Kesimpulan: Babinsa Tetap Mitra Warga, Bukan Penagih Pajak
Berdasarkan seluruh uraian dan data yang telah dipaparkan, dapat disimpulkan bahwa informasi yang menyebut Babinsa akan dijadikan petugas pajak adalah keliru. Seluruh kewenangan perpajakan, mulai dari pendaftaran, pemungutan, pemeriksaan, hingga penagihan, tetap menjadi domain eksklusif Direktorat Jenderal Pajak di bawah Kementerian Keuangan.

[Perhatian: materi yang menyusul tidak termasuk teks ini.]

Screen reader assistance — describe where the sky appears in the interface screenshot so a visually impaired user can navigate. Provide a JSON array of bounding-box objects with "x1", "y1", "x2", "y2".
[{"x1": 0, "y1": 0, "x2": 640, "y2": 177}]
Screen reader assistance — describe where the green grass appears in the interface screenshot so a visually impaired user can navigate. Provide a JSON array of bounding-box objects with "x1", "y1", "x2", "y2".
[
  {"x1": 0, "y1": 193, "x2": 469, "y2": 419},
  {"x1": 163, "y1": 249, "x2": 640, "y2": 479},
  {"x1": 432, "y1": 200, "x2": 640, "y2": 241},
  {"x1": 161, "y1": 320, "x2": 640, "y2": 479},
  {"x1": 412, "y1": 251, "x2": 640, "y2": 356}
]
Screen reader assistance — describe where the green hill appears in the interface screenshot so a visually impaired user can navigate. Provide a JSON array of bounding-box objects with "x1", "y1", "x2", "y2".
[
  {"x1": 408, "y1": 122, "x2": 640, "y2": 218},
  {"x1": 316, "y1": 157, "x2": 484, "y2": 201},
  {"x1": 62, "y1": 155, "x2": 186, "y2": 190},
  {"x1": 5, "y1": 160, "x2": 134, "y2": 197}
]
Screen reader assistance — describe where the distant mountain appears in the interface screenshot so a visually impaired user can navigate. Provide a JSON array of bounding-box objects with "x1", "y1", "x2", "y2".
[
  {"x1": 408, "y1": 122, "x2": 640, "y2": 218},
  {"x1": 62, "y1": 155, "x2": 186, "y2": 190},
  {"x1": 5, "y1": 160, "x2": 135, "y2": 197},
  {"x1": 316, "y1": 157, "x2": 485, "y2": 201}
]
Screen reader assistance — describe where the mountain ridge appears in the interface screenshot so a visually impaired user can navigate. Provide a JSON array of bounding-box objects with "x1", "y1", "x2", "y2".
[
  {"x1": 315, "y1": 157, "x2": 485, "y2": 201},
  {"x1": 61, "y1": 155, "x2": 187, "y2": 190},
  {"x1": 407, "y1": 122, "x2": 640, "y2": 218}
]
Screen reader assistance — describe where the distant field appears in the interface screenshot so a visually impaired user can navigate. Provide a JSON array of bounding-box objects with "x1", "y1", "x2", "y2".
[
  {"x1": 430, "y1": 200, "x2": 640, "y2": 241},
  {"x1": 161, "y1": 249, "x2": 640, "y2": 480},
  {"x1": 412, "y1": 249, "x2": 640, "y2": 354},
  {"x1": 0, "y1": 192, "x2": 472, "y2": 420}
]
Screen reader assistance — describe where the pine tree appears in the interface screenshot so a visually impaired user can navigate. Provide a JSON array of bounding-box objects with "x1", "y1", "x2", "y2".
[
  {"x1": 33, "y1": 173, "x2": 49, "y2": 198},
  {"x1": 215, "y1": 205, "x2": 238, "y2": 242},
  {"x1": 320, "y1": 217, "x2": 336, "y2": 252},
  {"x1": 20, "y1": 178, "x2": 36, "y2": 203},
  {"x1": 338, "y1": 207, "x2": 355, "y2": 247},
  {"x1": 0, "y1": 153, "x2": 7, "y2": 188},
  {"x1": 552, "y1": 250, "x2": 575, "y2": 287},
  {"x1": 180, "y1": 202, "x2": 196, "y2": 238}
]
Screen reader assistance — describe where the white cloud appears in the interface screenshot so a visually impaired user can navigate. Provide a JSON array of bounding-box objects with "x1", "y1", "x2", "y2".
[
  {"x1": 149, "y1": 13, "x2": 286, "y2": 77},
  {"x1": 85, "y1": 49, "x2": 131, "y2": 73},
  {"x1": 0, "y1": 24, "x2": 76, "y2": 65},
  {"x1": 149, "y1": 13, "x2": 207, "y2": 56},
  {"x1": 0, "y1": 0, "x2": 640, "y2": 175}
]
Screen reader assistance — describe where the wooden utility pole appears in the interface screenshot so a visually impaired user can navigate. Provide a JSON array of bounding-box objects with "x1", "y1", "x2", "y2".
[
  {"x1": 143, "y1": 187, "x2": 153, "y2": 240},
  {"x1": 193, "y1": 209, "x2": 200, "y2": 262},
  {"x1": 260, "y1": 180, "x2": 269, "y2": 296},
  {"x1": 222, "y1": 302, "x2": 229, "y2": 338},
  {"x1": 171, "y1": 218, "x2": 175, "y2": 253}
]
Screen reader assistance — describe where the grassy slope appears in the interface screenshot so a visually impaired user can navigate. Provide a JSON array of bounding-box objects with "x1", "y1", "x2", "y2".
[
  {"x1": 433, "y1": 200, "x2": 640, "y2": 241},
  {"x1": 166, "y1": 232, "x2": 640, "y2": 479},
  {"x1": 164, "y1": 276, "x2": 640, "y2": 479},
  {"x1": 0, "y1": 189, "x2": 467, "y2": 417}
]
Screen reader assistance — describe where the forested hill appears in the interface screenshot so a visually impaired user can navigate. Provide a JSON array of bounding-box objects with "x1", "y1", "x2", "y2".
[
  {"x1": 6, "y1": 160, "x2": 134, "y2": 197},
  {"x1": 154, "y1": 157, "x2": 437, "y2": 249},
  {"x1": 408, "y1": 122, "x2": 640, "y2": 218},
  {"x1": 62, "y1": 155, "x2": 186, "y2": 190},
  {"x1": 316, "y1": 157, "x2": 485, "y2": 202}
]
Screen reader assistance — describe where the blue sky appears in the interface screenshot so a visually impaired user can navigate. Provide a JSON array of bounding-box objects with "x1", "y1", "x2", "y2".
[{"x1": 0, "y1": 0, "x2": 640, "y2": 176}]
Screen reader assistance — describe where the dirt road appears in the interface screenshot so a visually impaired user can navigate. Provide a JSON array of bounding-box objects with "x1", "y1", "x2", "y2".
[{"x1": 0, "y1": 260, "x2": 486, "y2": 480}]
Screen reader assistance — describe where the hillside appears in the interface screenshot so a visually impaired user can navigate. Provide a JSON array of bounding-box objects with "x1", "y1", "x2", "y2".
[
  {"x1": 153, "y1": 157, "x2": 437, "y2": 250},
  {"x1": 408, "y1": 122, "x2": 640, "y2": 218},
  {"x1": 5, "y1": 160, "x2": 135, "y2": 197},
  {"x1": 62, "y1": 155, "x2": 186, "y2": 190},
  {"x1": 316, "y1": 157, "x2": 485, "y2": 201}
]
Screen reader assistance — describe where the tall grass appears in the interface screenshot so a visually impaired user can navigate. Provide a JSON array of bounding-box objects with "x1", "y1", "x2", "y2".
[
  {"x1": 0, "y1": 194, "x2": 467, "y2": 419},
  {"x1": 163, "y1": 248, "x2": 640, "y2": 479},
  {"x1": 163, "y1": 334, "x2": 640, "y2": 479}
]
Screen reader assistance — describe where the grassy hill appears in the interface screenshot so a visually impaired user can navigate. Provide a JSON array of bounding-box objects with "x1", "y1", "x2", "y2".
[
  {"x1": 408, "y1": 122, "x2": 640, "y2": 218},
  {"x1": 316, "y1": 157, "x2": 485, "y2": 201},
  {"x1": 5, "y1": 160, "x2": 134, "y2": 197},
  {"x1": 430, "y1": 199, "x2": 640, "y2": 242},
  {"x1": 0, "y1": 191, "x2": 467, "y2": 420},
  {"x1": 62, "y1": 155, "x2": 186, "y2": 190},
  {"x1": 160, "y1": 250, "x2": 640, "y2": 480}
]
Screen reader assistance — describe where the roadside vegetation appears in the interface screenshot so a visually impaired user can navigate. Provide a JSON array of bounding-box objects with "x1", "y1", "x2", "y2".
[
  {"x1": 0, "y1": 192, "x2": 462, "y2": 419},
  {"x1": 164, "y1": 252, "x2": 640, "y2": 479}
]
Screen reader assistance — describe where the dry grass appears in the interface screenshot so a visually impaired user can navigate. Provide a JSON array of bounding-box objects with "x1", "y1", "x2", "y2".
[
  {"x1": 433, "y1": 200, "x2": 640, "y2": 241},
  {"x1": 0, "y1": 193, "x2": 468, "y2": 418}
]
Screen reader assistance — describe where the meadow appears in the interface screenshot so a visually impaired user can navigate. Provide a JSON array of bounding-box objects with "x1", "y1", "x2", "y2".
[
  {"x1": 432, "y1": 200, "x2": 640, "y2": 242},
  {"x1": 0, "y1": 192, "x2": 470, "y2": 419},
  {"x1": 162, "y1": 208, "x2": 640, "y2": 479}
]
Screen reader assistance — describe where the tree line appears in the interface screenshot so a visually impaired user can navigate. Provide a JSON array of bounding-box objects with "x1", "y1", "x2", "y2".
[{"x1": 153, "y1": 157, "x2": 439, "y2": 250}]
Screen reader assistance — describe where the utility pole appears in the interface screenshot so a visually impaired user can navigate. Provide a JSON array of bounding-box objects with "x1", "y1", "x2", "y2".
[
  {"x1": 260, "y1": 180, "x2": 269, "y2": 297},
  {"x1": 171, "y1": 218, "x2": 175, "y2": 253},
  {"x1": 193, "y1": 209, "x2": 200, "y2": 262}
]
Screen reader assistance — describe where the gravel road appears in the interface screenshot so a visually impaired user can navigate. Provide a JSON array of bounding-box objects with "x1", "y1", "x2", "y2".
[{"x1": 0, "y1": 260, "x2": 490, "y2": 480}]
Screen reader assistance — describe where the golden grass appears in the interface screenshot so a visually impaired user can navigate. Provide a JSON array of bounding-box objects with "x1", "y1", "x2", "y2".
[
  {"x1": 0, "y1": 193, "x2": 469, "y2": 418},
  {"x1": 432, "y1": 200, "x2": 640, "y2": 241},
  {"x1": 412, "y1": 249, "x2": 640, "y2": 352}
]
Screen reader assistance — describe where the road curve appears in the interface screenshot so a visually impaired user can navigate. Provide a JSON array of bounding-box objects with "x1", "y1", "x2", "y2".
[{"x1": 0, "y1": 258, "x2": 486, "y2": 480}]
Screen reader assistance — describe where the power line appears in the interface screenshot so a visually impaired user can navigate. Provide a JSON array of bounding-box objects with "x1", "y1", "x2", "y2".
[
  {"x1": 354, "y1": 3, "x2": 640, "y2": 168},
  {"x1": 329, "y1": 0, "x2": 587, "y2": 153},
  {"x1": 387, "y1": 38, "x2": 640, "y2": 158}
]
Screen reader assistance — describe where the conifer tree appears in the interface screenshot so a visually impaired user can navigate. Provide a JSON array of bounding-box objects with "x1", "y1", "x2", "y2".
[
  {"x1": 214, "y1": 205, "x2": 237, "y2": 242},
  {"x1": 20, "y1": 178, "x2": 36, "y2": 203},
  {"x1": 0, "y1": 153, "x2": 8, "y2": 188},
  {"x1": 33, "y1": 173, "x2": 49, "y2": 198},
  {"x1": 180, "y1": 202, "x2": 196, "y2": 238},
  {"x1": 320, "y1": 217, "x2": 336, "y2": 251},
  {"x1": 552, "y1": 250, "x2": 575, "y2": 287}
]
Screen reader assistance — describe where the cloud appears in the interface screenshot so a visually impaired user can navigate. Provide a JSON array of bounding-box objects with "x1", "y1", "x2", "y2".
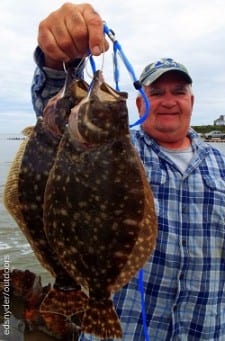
[{"x1": 0, "y1": 0, "x2": 225, "y2": 132}]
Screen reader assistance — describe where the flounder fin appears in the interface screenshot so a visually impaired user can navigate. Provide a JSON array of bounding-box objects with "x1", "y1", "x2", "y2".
[
  {"x1": 39, "y1": 288, "x2": 88, "y2": 334},
  {"x1": 3, "y1": 134, "x2": 28, "y2": 224},
  {"x1": 81, "y1": 299, "x2": 122, "y2": 339},
  {"x1": 22, "y1": 126, "x2": 35, "y2": 137}
]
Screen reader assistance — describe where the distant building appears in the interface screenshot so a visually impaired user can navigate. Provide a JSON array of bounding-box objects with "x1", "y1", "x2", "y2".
[{"x1": 214, "y1": 115, "x2": 225, "y2": 126}]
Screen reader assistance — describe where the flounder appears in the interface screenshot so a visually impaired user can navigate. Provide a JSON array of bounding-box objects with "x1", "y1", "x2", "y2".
[
  {"x1": 44, "y1": 71, "x2": 157, "y2": 339},
  {"x1": 4, "y1": 69, "x2": 88, "y2": 332}
]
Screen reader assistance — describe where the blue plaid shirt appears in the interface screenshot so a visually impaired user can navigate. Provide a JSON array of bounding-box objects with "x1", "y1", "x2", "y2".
[{"x1": 32, "y1": 49, "x2": 225, "y2": 341}]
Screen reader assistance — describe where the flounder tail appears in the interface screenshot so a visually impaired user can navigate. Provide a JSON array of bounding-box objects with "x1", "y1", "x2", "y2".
[
  {"x1": 39, "y1": 288, "x2": 88, "y2": 335},
  {"x1": 81, "y1": 298, "x2": 122, "y2": 339}
]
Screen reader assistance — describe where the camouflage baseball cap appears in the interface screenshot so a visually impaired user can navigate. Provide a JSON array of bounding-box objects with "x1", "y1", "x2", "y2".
[{"x1": 139, "y1": 58, "x2": 192, "y2": 86}]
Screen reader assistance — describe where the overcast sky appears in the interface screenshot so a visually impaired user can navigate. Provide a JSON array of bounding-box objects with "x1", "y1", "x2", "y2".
[{"x1": 0, "y1": 0, "x2": 225, "y2": 133}]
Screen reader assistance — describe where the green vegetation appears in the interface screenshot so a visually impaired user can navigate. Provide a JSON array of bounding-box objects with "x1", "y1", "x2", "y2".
[{"x1": 192, "y1": 125, "x2": 225, "y2": 134}]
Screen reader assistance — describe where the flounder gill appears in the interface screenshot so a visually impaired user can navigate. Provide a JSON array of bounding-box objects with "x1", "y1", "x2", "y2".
[
  {"x1": 4, "y1": 69, "x2": 88, "y2": 334},
  {"x1": 44, "y1": 71, "x2": 157, "y2": 339}
]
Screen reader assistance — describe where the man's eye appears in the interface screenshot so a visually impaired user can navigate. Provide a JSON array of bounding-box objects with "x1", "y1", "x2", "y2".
[
  {"x1": 174, "y1": 89, "x2": 187, "y2": 95},
  {"x1": 149, "y1": 91, "x2": 162, "y2": 96}
]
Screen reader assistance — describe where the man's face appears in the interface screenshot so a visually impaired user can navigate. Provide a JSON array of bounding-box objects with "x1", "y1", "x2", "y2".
[{"x1": 137, "y1": 71, "x2": 194, "y2": 148}]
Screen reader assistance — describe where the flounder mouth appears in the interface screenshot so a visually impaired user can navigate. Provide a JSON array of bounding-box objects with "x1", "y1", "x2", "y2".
[{"x1": 68, "y1": 70, "x2": 127, "y2": 146}]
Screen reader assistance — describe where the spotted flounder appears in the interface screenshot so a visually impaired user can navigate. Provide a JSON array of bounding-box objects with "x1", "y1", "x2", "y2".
[
  {"x1": 4, "y1": 70, "x2": 88, "y2": 328},
  {"x1": 44, "y1": 71, "x2": 157, "y2": 339}
]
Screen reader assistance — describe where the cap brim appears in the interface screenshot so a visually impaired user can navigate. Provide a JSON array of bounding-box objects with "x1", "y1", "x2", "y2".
[{"x1": 140, "y1": 67, "x2": 192, "y2": 86}]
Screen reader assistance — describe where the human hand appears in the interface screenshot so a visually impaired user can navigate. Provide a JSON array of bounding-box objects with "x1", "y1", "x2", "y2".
[{"x1": 38, "y1": 3, "x2": 109, "y2": 69}]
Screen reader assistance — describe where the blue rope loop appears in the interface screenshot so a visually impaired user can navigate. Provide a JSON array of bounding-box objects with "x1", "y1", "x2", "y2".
[
  {"x1": 104, "y1": 23, "x2": 150, "y2": 128},
  {"x1": 89, "y1": 23, "x2": 150, "y2": 128},
  {"x1": 89, "y1": 23, "x2": 150, "y2": 341}
]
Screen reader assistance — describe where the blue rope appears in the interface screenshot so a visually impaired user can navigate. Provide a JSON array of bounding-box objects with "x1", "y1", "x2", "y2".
[
  {"x1": 104, "y1": 24, "x2": 150, "y2": 128},
  {"x1": 138, "y1": 269, "x2": 150, "y2": 341},
  {"x1": 89, "y1": 24, "x2": 150, "y2": 341}
]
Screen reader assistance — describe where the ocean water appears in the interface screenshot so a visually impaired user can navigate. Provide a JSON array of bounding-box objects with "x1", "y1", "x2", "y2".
[{"x1": 0, "y1": 134, "x2": 225, "y2": 284}]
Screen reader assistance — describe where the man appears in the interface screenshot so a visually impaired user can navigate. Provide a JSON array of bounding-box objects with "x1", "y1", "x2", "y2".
[{"x1": 32, "y1": 4, "x2": 225, "y2": 341}]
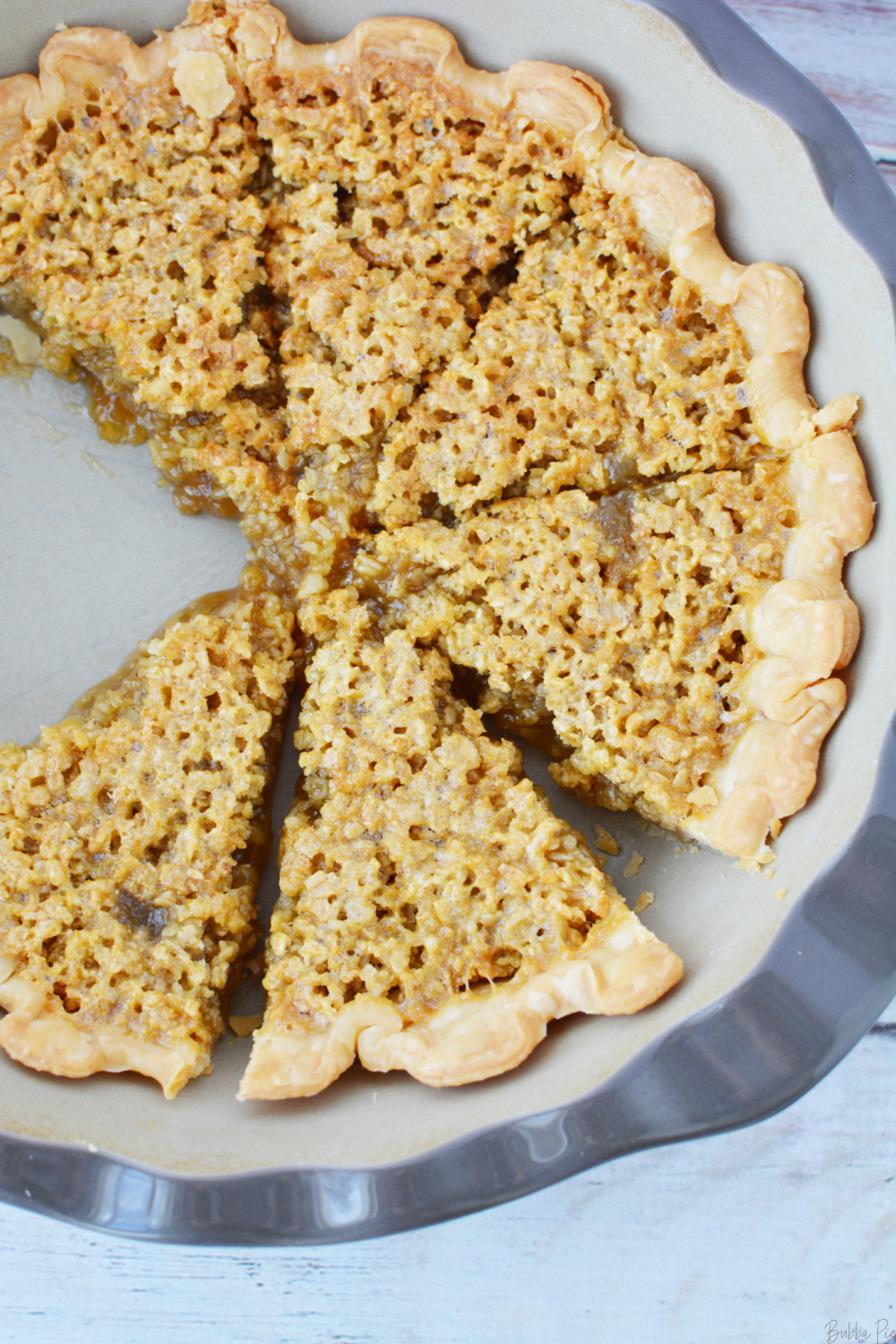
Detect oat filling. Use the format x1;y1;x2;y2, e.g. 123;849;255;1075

TNI AD hanya berperan sebagai pendukung teritorial yang membantu menciptakan kondisi kondusif agar program-program pemerintah, termasuk di bidang perpajakan, dapat berjalan lancar tanpa mengambil alih fungsi teknisnya.
Masyarakat diimbau untuk tidak mudah terprovokasi oleh informasi yang tidak memiliki sumber jelas dan selalu melakukan verifikasi melalui kanal resmi. Babinsa akan tetap hadir di tengah-tengah warga sebagai sahabat, pembina, dan garda terdepan dalam menjaga persatuan dan keutuhan wilayah. "Kami tidak ingin masyarakat takut atau curiga pada Babinsa. Tugas kami membantu, bukan menekan. Mari kita jaga bersama semangat gotong royong dan saling percaya," tutup Brigjen Hamim.